OpStats. latency characteristics about the time that bulk_write operations spent.

{scope}/log_writer/bulk_write/queued

OpStats. latency characteristics about the time that bulk_write operations spent in the queue. {scope}/log_writer/bulk_write latency is high might because the write operations are pending in the queue for long time due to log segment rolling.

{scope}/log_writer/get_writer

OpStats. the time spent on getting the writer. it could spike when there is log segment rolling happened during getting the writer. it is a good stat to look into when the latency is caused by queuing time.

{scope}/log_writer/pending_request_dispatch

Counter. the number of queued operations that are dispatched after log segment is rolled. it is an metric on measuring how many operations has been queued because of log segment rolling.

BKAsyncLogReader

{scope}/async_reader/future_set

OpStats. Time spent on satisfying futures of read requests. if it is high, it means that the caller takes time on processing the result of read requests. The side effect is blocking consequent reads.

{scope}/async_reader/schedule

OpStats. Time spent on scheduling next reads.

{scope}/async_reader/background_read

OpStats. Time spent on background reads.

{scope}/async_reader/read_next_exec

OpStats. Time spent on executing reader#readNext()

{scope}/async_reader/time_between_read_next

OpStats. Time spent on between two consequent reader#readNext(). if it is high, it means that the caller is slowing down on calling reader#readNext().

{scope}/async_reader/delay_until_promise_satisfied

OpStats. Total latency for the read requests.
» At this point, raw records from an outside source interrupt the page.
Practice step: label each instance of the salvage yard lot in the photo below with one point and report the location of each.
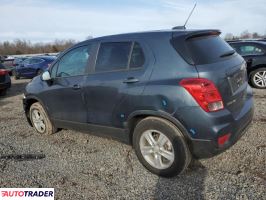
(82, 166)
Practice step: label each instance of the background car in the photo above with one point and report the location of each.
(5, 81)
(33, 66)
(254, 53)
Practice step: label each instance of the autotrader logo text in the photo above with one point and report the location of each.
(27, 193)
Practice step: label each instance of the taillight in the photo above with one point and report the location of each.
(223, 139)
(204, 92)
(3, 72)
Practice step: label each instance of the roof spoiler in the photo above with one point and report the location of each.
(202, 33)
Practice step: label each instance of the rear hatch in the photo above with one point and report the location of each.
(215, 60)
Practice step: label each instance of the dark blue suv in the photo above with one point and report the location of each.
(174, 95)
(32, 67)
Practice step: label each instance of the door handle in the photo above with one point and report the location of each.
(131, 80)
(76, 87)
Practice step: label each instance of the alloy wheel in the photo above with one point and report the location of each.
(38, 121)
(157, 149)
(260, 78)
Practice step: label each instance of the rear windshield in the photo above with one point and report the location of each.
(207, 49)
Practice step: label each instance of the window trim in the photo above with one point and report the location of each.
(255, 46)
(129, 59)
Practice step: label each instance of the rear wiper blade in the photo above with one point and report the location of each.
(228, 53)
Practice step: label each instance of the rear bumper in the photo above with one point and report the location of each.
(207, 128)
(209, 148)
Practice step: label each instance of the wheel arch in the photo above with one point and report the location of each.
(255, 68)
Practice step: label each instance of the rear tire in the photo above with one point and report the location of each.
(258, 78)
(169, 155)
(40, 120)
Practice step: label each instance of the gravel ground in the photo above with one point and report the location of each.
(82, 166)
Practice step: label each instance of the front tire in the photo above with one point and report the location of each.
(258, 78)
(40, 120)
(161, 147)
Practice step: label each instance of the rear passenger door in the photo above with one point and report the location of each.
(119, 73)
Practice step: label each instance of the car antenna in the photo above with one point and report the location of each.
(184, 26)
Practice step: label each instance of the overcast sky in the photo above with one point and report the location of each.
(47, 20)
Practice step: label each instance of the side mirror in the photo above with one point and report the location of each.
(46, 76)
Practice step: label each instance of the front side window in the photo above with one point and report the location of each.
(113, 56)
(250, 50)
(74, 63)
(137, 56)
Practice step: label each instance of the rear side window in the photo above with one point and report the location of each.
(207, 49)
(113, 56)
(137, 57)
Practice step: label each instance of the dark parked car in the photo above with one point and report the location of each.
(254, 52)
(33, 66)
(5, 81)
(172, 94)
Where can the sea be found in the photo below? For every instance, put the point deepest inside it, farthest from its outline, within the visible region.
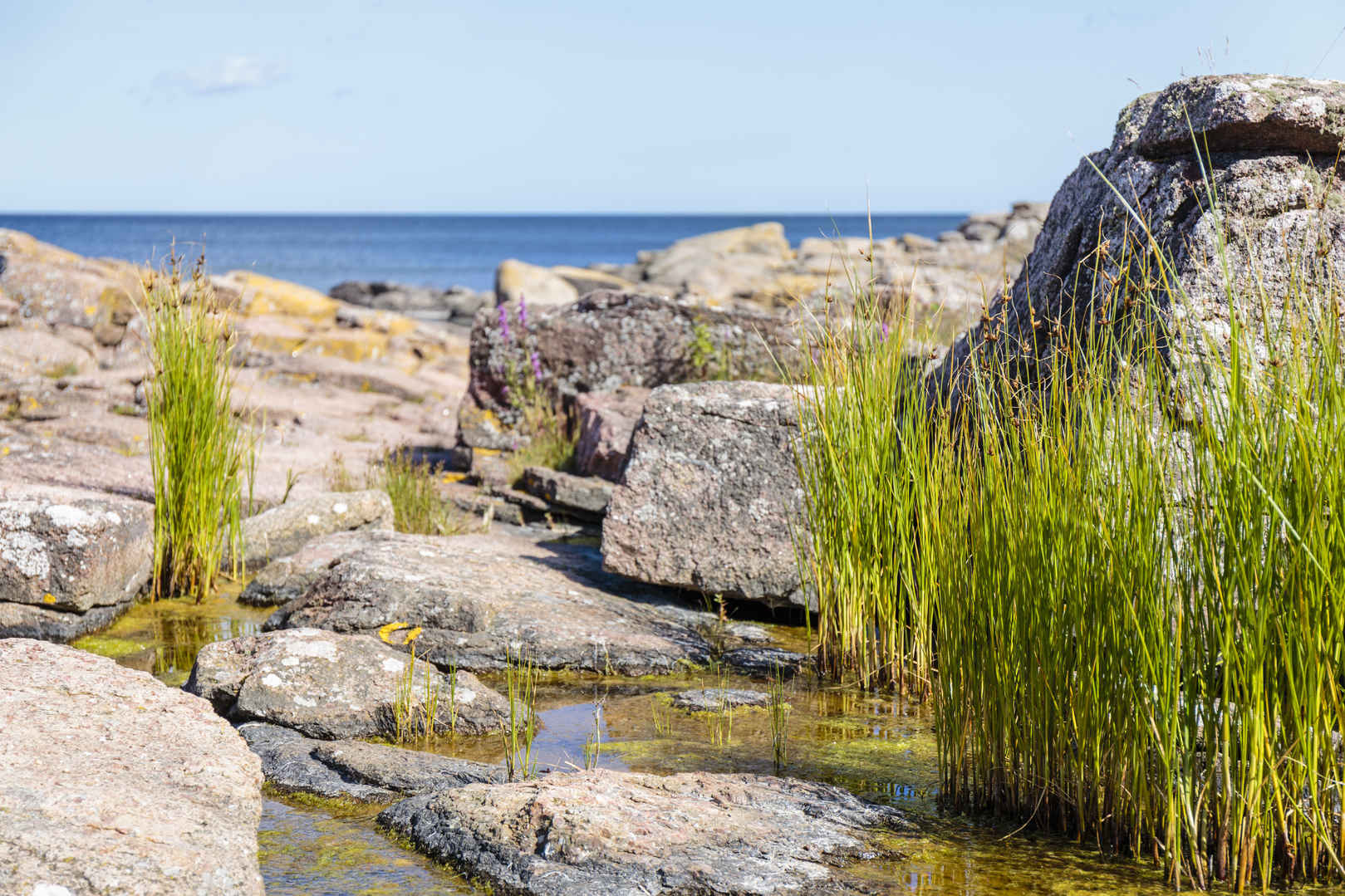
(425, 251)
{scope}/async_reader/idle_reader_error

Counter. The number idle reader errors.

BKDistributedLogManager

Future Pools

The stats about future pools that used by writers are exposed under {scope}/writer_future_pool, while the stats about future pools that used by readers are exposed under {scope}/reader_future_pool. See MonitoredFuturePool for detail stats.

Distributed Locks

The stats about the locks used by writers are exposed under {scope}/lock while those used by readers are exposed under {scope}/read_lock/lock. See DistributedReentrantLock for detail stats.

Log Handlers

{scope}/logsegments

All basic stats of log handlers are exposed under {scope}/logsegments. See BKLogHandler for detail stats.

{scope}/segments

The stats about write log handlers are exposed under {scope}/segments. See BKLogWriteHandler for detail stats.

{scope}/readhead_worker

The stats about read log handlers are exposed under {scope}/readahead_worker. See BKLogReadHandler for detail stats.

Writers

All writer related metrics are exposed under {scope}/log_writer. See BKAsyncLogWriter for detail stats.

Readers

All reader related metrics are exposed under {scope}/async_reader. See BKAsyncLogReader for detail stats.

BKDistributedLogNamespace

ZooKeeper Clients

There are various of zookeeper clients created per namespace for different purposes. They are:

{scope}/dlzk_factory_writer_shared

Stats about the zookeeper client shared by all DL writers.

{scope}/dlzk_factory_reader_shared

Stats about the zookeeper client shared by all DL readers.

{scope}/bkzk_factory_writer_shared

Stats about the zookeeper client used by bookkeeper client that shared by all DL writers.

{scope}/bkzk_factory_reader_shared

Stats about the zookeeper client used by bookkeeper client that shared by all DL readers.

See ZooKeeperClient for zookeeper detail stats.

BookKeeper Clients

All the bookkeeper client related stats are exposed directly to current {scope}. See BookKeeperClient for detail stats.

Utils

{scope}/factory/thread_pool

Stats about the ordered scheduler used by this namespace. See OrderedScheduler for detail stats.

{scope}/factory/readahead_thread_pool

Stats about the readahead thread pool executor used by this namespace. See MonitoredScheduledThreadPoolExecutor for detail stats.

{scope}/writeLimiter

Stats about the global write limiter used by list namespace.

DistributedLogManager

All the core stats about reader and writer are exposed under current {scope} via BKDistributedLogManager.